“Renewable” energy is not reliable or clean. We need to embrace sources that are. Nuclear energy and natural gas.
Last year I watched both seasons of Star Trek-Strange New Worlds and to say the least I was not impressed. Like most of what’s coming from the “creative community,” it’s not very creative. Half of the shows were poor rewrites of previous episodes. But one of the scenes from the premiere gave me a very bad taste in my mouth.
The protagonist, Captain Christopher Pike, has a cabin in the Northwest. They show it in the middle of nowhere, snowcapped mountains, wildlife around, and what do they have to spoil the view. This ugly as sin white monstrosity with swinging blades. Yes, two hundred from now we’re supposed to believe the future is powered by windmills. I can believe in two centuries we will no longer be using oil for transport, etc., but our electricity will not come from wildlife killing eyesores like these.
Recent events have shown the fallacy in believing wind will power our homes and businesses. “Six days after bragging they were using 100% “renewable” energy, Spain’s power grid collapsed, plunging it back into the 19th century. Trains stopped, traffic lights were down, and people could not get cash from ATM machines.” They should not be surprised:
…The Spanish grid Operator REE [Red Eléctrica de España] said it had identified two incidents of power generation loss, probably from solar plants, in Spain’s southwest that caused instability in the electric system and led to a breakdown of its interconnection with France.
Spain is one of Europe’s biggest producers of renewable energy, and the blackout sparked debate about whether the volatility of supply from solar or wind made its power systems more vulnerable.
Redeia, which owns Red Electrica, warned in February in its annual report that it faced a risk of “disconnections due to the high penetration of renewables without the technical capacities necessary for an adequate response in the face of disturbances”.

You would think they would trust the science, right?
So, you need “clean” electricity, from an efficient and reliable source? Where do you get that? I think the French have shown us the way.
In the aftermath of the 1973 Arab Oil Embargo, France went on a massive effort to reduce their dependence of foreign imports for energy. They built 56 nuclear power reactors (an additional one is almost online), providing nearly 70% of their electrical needs. Knowing nuclear waste is a very hazardous material and a potential weapon, the debris is stored in one site (with a second site in the planning phase), guarded by the French army.
Unlike multiple other European nations, France is not experiencing power issues. Germany, after pledging to go all “green,” is reactivated shuttered coal plants (perhaps they should not have relied on Russian natural gas imports). Great Britian is suffering multiple outages (although not back to the 19th century like Spain and Portugal) from lack of stable generation capacity and lack of grid upgrades.
Personally I’m not a worshipper of the fantasy of global cooling (err global warming, wait climate change, or is it climate disruption yet?). I don’t qualify. I’m not worth hundreds of millions or billions, don’t live in a 25K square foot mansion, haven’t picked up a 450ft yacht nor have a private jet to travel to one climate conference after another.
But I am a conservationist. I believe the natural resources on Earth should be efficiently exploited for the benefit of mankind, and we should not unnecessarily pollute the air and water. Now a modern society requires reliable sources of power, particularly electricity. That’s where nuclear power is critical.
Modular reactors can provide power for cities with a small physical footprint, lower set up cost, and less nuclear waste. The US is looking at tripling its nuclear generation capacity over the next 25 years, while lessening our coal and fuel oil for electrical power production.
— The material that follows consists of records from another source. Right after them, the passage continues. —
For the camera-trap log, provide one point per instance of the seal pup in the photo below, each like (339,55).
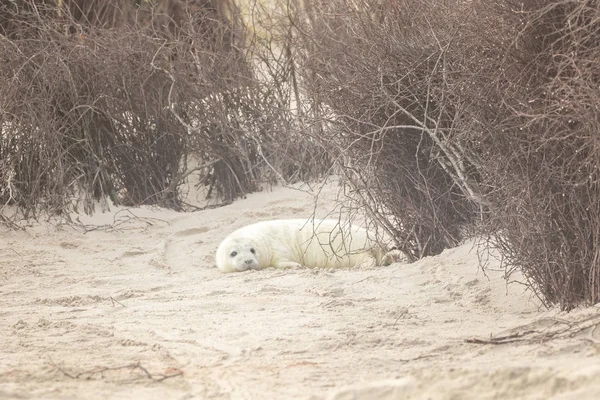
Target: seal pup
(285,243)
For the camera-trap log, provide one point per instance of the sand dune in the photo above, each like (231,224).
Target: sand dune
(136,309)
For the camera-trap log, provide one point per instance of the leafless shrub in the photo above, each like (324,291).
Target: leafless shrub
(539,156)
(382,70)
(110,98)
(448,115)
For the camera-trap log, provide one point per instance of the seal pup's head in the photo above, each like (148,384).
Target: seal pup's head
(236,254)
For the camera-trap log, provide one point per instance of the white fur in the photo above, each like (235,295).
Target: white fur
(295,242)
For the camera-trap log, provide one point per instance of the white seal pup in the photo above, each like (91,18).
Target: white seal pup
(293,242)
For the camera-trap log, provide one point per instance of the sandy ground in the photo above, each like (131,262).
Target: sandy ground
(135,309)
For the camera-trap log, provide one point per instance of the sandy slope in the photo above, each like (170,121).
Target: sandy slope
(108,313)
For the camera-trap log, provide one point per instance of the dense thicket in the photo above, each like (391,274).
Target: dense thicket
(453,115)
(446,118)
(110,99)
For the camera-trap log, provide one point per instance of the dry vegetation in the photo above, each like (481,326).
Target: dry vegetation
(447,118)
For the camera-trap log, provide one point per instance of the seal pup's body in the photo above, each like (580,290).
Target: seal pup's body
(298,242)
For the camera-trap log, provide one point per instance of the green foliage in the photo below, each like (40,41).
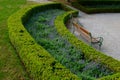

That, with increased use of natural gas, will significantly drop emissions into the air.
While Europe is resistant to fracking (Europe potentially has more recoverable natural gas than North America), it and nuclear power are the cleanest, and most stable, sources of electricity available now. Brussels should remember America led the world in reduction of carbon emissions this century due to fracking and natural gas. If the Europeans are more worried about losing Arctic ice in 5-8-10-12-15-20-25 years (how far out we are going on this?), they should embrace this proven technology. The world can look at France and see how they’ve stabilized their power generation using the atom, or see the rest of Europe with its issues.
Demand for electricity will only increase in the future. Growing populations, more use of power per person, and technology (server farms take a lot of power to run) will insure it. Renewables are not “clean” (take a look at the lithium used in EV batteries, the petroleum products needed to lubricate and maintain wind farms), and with current technology are not reliable. If Europe (or any other nation for that matter) wants to avoid what happened last month in Spain and Portugal, nuclear and natural gas are your cheapest, cleanest and most reliable sources.
Michael A. Thiac is a retired Army intelligence officer, with over 23 years experience, including serving in the Republic of Korea, Japan, and the Middle East. He is also a retired police patrol sergeant, with over 22 years’ service, and over ten year’s experience in field training of newly assigned officers. He has been published at The American Thinker, PoliceOne.com, and on his personal blog, A Cop’s Watch.
Opinions expressed are his alone and do not necessarily reflect the opinions of current or former employers.